Yang Jun takes Alain Resnais’s film Hiroshima Mon Amour (1959) as a reference and starting point of The Age of Guilt and Forgiveness. When commissioned to make a documentary on the atomic bombing of Hiroshima, Resnais instead invited Maguerite Duras to write a screenplay for a romantic film dealing with the issues of memory and the trauma of Hiroshima. The Age of Guilt and Forgiveness is an attempt to look at history, particularly the burden of history in the context of contemporary Japan’s position, more than seventy years after the end of WWII. Mainly shot in the city of Hiroshima, this film stages a conversation between two lovers to comment on twentieth-century Japanese history and Japan’s role in a changed geopolitical situation. It also addresses the question of guilt—personal and collective guilt of the present and the past—and the idea of forgiving in a relationship, in national and in personal history.

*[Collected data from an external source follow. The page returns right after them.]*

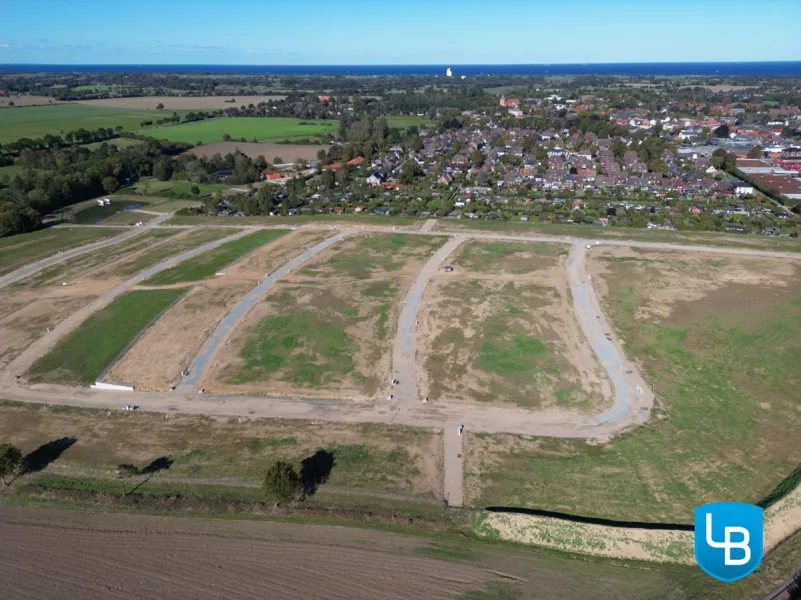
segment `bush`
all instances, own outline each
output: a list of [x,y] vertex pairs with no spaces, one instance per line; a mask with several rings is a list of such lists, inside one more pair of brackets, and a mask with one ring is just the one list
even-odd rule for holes
[[295,500],[301,491],[298,472],[288,462],[276,461],[264,475],[264,495],[276,505]]

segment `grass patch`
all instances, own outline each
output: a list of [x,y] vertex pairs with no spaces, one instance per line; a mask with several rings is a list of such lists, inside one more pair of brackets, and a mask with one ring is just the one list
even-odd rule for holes
[[115,299],[31,367],[34,382],[88,385],[184,289],[139,290]]
[[227,242],[185,260],[170,269],[156,273],[146,285],[168,285],[184,281],[201,281],[257,248],[289,233],[289,229],[267,229]]
[[437,124],[436,121],[416,115],[390,115],[386,119],[387,125],[397,129],[408,129],[412,125],[416,127],[433,127]]
[[245,361],[229,383],[279,376],[317,387],[353,371],[353,343],[345,330],[309,311],[267,317],[240,352]]
[[[187,196],[192,196],[192,188],[197,187],[199,190],[199,196],[207,196],[209,194],[214,194],[215,192],[222,192],[227,189],[230,189],[231,186],[227,185],[210,185],[206,183],[192,183],[191,181],[159,181],[158,179],[140,179],[137,181],[133,186],[130,188],[125,188],[120,190],[120,193],[125,193],[126,190],[133,190],[136,194],[152,194],[158,196],[159,194],[184,194]],[[130,192],[129,192],[130,193]],[[200,203],[201,200],[197,200],[194,204]]]
[[300,138],[311,138],[325,133],[335,134],[339,122],[323,119],[293,119],[289,117],[228,117],[195,121],[157,130],[142,131],[143,135],[171,142],[223,141],[224,135],[246,138],[248,141],[275,142]]
[[471,241],[462,246],[455,263],[478,273],[522,275],[554,266],[555,258],[567,253],[564,244]]
[[0,239],[0,275],[58,252],[120,235],[118,229],[51,227]]

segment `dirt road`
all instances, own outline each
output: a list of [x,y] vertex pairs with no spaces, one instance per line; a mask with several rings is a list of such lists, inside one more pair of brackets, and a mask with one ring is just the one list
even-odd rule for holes
[[418,400],[415,331],[423,294],[425,294],[431,277],[464,240],[464,236],[457,235],[437,250],[420,271],[403,301],[403,308],[398,317],[398,331],[395,334],[395,344],[392,349],[392,378],[399,383],[391,386],[388,391],[388,394],[393,395],[393,404],[397,406],[413,404]]
[[24,267],[21,267],[16,271],[12,271],[11,273],[8,273],[7,275],[3,275],[2,277],[0,277],[0,289],[9,286],[12,283],[16,283],[21,279],[25,279],[26,277],[30,277],[31,275],[33,275],[34,273],[38,273],[42,269],[46,269],[47,267],[50,267],[52,265],[64,262],[65,260],[68,260],[75,256],[80,256],[81,254],[86,254],[87,252],[100,250],[101,248],[106,248],[108,246],[114,246],[115,244],[119,244],[120,242],[129,240],[133,237],[136,237],[137,235],[144,233],[145,231],[150,231],[151,229],[158,227],[170,217],[172,217],[172,214],[159,213],[159,217],[153,219],[147,225],[143,225],[141,227],[126,228],[127,231],[125,233],[122,233],[111,239],[95,242],[94,244],[87,244],[85,246],[79,246],[77,248],[73,248],[72,250],[66,250],[64,252],[61,252],[60,254],[49,256],[33,264],[25,265]]
[[205,376],[206,370],[209,367],[209,362],[214,357],[217,350],[219,350],[222,343],[228,338],[228,336],[234,330],[234,327],[236,327],[237,323],[239,323],[239,321],[245,317],[248,311],[253,308],[256,302],[258,302],[259,299],[264,296],[264,294],[266,294],[270,288],[273,287],[273,285],[275,285],[276,281],[289,275],[292,271],[297,269],[311,257],[319,254],[326,248],[333,246],[350,232],[351,230],[345,230],[335,236],[325,239],[316,246],[312,246],[308,250],[304,250],[298,256],[290,260],[273,273],[266,274],[267,278],[253,288],[253,290],[244,298],[242,298],[239,304],[237,304],[234,309],[228,313],[228,315],[214,330],[214,333],[212,333],[203,344],[200,352],[192,362],[192,366],[189,367],[189,376],[186,377],[181,383],[180,389],[182,391],[191,392],[197,388],[200,382],[203,381],[203,377]]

Yang Jun is an artist based in Vienna, Taipei and Yokohama. His works encompass various media, including, film, installation, performance and projects in public spaces, and address institutions, societies and audiences. In his artistic work Yang Jun, who grew up and has lived in various cultural contexts, examines the influence of clichés and media images of identity politics.
His previous exhibitions include the Gwangju Biennale 2012, the Taipei Biennial 2008, the Liverpool Biennial 2006, the 51st Biennale di Venezia 2005 and the Manifesta 4 in 2002. He is the recipient of the 25th Otto Mauer Art Award. In 2007 he moved to Taipei to focus on working on a short film, A Short-Story on Forgetting and Remembering. He is also one of the founders of Taipei Contemporary Art Centre, which developed following a project he initiated at the Taipei Biennial 2008. In 2015, The Monograph Project, a monograph in six volumes, was published in by Jovis, Germany.